I'm using Azure Databricks
solution to connect to Cassandra
. My Cassandra
instance is exposed at some specific port and accessible from cqlsh
.
Cassandra
SHOW versions returns:
[cqlsh 6.0.0 | Cassandra 3.11.10 | CQL spec 3.4.4 | Native protocol v4]
I've created Cluster
that runs on runtime:
7.3 LTS (includes Apache Spark 3.0.1, Scala 2.12)
I've installed following libraries:
com.datastax.oss:java-driver-core:4.12.0
and com.datastax.spark:spark-cassandra-connector_2.12:3.0.1
Now I'm trying to execute simple query to load data with Dataframes:
spark.read.format("org.apache.spark.sql.cassandra")
.option("spark.cassandra.connection.host", ...)
.option("spark.cassandra.auth.username", ...)
.option("spark.cassandra.auth.password", ...)
.option("table", ...)
.option("keyspace", ...)
.load()
In response I'm getting:
java.io.IOException: Failed to open native connection to Cassandra at :: Could not initialize class com.datastax.oss.driver.internal.core.config.typesafe.TypesafeDriverConfig
How can I correctly initialize connection?

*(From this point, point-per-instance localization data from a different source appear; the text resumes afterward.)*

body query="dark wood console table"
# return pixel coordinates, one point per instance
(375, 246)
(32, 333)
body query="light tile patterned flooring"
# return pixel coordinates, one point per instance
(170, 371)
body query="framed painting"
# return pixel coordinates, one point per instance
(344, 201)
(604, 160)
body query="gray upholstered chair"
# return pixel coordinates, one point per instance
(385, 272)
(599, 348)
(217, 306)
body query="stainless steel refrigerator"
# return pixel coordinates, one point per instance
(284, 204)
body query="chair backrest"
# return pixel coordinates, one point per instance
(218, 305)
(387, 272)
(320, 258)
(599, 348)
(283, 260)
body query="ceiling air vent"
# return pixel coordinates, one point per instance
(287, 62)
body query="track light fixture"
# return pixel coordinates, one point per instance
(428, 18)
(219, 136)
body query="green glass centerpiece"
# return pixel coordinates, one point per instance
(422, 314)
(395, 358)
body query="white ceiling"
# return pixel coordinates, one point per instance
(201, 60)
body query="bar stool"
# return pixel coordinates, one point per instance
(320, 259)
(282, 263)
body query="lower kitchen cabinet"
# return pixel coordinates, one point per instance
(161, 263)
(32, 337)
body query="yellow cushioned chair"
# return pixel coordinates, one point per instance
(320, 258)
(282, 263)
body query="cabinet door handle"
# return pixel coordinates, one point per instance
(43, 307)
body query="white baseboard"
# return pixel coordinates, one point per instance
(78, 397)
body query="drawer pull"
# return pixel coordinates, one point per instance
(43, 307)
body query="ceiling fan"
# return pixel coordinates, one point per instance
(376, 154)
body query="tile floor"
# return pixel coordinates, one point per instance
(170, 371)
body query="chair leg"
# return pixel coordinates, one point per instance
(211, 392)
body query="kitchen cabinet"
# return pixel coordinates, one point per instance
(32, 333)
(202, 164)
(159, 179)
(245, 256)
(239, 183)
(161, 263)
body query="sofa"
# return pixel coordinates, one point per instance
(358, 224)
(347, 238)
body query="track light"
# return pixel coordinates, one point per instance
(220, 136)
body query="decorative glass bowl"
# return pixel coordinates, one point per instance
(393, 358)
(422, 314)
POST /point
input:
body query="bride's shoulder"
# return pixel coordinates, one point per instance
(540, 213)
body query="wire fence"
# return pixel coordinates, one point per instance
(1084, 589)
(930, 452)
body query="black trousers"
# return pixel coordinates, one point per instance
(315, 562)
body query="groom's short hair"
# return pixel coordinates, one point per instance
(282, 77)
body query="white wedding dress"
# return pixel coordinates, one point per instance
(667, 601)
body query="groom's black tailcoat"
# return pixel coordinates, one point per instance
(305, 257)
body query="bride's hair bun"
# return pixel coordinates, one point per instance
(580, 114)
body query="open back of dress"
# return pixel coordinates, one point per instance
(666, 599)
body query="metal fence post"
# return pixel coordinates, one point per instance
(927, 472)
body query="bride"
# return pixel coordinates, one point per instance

You need to use spark-cassandra-connector-assembly
(Maven Central) instead of spark-cassandra-connector
. The reason - Spark Cassandra Connector uses newer version of Typesafe Config library than Databricks runtime. The assembly version includes all necessary libraries as shaded versions. And you don't need to install java-driver-core
- it will be pulled as dependency automatically.